The Security Track at the ACM Symposium on Applied Computing
Statistics and General Information about SAC 2004
Statistics and General Information about the Security Track @ SAC 2004.

The Track's turnout exceeded our positive expectations. The number of submissions increased of 43% with respect to last year's, reaching 40. Originating from over 20 different countries, all submissions turned out to be high-quality. They were included in the blind review process that involved 31 reviewers (composed of PC members and their delegates) from 25 institutions. The reviewers did an outstanding job and the whole process generated more than 130 reviews - each paper was reviewed by at least 3 reviewers. Based on the reviewers' reports, the general ACM SAC guidelines for acceptance and rejection of submissions, and the unavoidable time and space constraints associated with any conference, it was possible to select only 12 of these submissions for publication, an acceptance rate of 30%. In the process, a number of good and interesting papers inevitably had to be rejected.

The 2004 Security Track is divided into 3 sessions chaired by Giampaolo Bella, Peter Ryan, and Guenter Karjoth. The papers were roughly grouped based upon their subject.

Session 1 - Policies and Protocols - is chaired by Bella.
Backes et al. introduce a practical algorithm for comparing privacy policies, such as those originating through refinements. Bistarelli et al. use soft constraint programming to detect whether there exist circuitous or cascading routes increasing the risk of violation of  multilevel security. Nenadic et al. design a novel protocol for certified e-mail delivery with strong fairness. Egidi and Porcelli advance a protocol for anonymous e-email delivery while making reference to the legal directives of the European Community.
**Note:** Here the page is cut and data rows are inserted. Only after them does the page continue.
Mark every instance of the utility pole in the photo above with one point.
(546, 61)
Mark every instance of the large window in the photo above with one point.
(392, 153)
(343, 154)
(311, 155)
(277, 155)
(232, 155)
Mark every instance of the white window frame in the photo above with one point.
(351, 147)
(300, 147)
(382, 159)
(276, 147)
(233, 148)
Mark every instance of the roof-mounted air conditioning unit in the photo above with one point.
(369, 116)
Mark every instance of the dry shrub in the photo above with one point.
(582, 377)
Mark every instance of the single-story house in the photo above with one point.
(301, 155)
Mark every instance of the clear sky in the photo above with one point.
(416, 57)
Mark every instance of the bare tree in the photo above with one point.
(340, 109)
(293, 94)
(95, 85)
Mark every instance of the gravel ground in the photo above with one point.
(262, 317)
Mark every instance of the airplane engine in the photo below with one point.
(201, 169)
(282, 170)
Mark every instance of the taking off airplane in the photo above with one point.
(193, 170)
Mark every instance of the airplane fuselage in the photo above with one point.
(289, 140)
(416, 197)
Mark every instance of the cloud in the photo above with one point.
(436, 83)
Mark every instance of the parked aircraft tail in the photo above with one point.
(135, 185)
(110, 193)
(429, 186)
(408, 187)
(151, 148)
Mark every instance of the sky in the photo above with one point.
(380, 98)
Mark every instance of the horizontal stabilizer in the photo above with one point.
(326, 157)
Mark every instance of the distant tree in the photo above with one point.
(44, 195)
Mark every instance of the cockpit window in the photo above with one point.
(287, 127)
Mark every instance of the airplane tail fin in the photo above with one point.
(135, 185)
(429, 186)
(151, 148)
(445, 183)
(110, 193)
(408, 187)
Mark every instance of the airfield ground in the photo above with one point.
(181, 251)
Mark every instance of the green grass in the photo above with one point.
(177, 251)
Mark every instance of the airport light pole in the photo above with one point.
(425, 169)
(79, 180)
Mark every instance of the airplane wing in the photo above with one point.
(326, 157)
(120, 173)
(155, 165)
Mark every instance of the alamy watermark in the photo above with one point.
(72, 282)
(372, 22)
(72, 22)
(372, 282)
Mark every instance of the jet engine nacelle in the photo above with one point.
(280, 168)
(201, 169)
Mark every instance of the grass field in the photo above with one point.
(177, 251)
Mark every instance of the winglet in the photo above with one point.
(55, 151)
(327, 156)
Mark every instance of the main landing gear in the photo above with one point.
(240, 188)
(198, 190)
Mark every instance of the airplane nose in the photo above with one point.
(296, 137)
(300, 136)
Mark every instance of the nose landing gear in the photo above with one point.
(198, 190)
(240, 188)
Session 2 - Intrusion Detection and Management - is chaired by Ryan.
Wang uses a theoretic approach to solve the applied problem of tracing intruders through intermediate stepping stones. Savaresi and Zanero detect intruders by a two-tier architecture that allows the application of data mining techniques on raw network data. Ben Amor et al. provide experimental evidence that naive Bayes networks are a helpful tool for intrusion detection despite their simplicity. Belsis and Gritzalis advance a system that can handle information coming from detected security incidents.
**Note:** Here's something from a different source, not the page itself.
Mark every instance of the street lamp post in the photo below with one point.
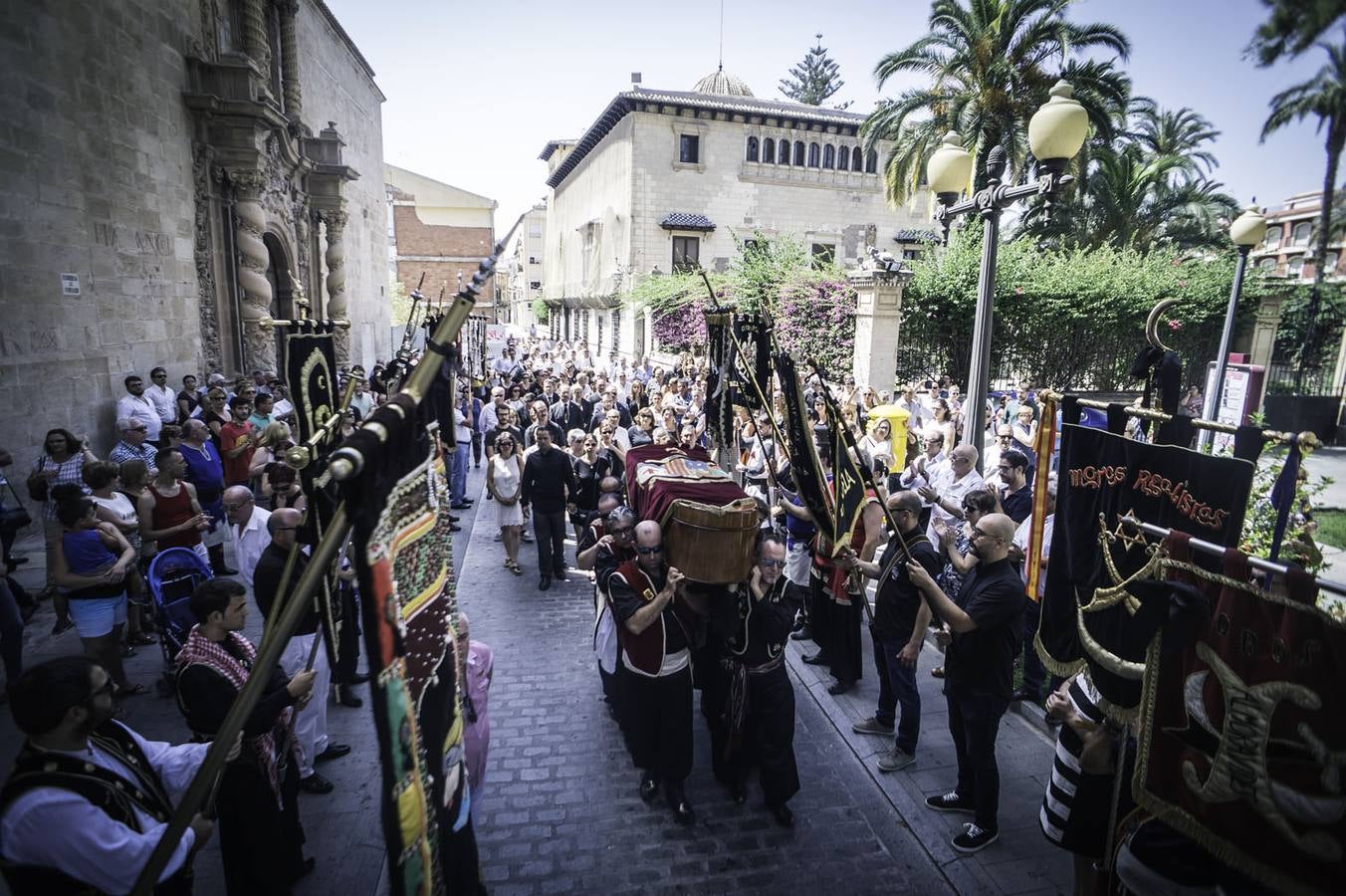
(1245, 233)
(1055, 133)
Session 3 - Smart Cards, Watermarking and DoS - is chaired by Karjoth.
Waldmann et al. propose a cryptographic checksum to protect the biometric information sent to a card for on-card matching. Barbuti and Cataudella present an algorithm that can verify a subset of Java bytecode in low-memory environments, such as Java Cards. Sahoo and Collberg implement and analyse an existing software watermarking algorithm, addressing in particular the issues that arise when targeting Java bytecode. Siaterlis and Maglaris describe a prototype of a DoS detection engine based on a data fusion paradigm and theory of evidence.